Dale Bohmont joined the College in 1963 as the new dean. His challenge was to find a way to integrate the
functioning of the College, the Experiment Station and UNCE. Bohmont and his administration worked effectively
from 1963 to 1981 to make this transition as smooth as possible, both in terms of funding and faculty assignments.
Federal funding through the Hatch and Smith-Lever Acts was allocated for research and extension service, so it was
crucial to keep these funds separate in terms of fiscal accountability—because federal funds could not be commingled
with state-appropriated funding. At this time, 90 percent of funds were going to research and extension and only 10
percent toward instruction.
To support the rapid growth in student enrollment, Bohmont made it so that faculty and staff would have joint
appointments with the College, Experiment Station and UNCE. This allowed a larger pool of faculty with more
diverse expertise to be available for instruction, research and extension programs.
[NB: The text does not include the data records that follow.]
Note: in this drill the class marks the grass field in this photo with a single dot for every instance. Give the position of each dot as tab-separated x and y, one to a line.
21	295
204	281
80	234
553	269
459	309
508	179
Each of the three entities
would benefit from the other’s expertise and would be able to collaborate on how to better serve Nevada’s
Bohmont’s vision proved to be a success. “In an academic setting, instruction is king, but in the fiscal
accountability of agriculture, the key connection is the federal resources which historically made the
College possible,” Bohmont wrote in his book, Golden Years of Agriculture in Nevada.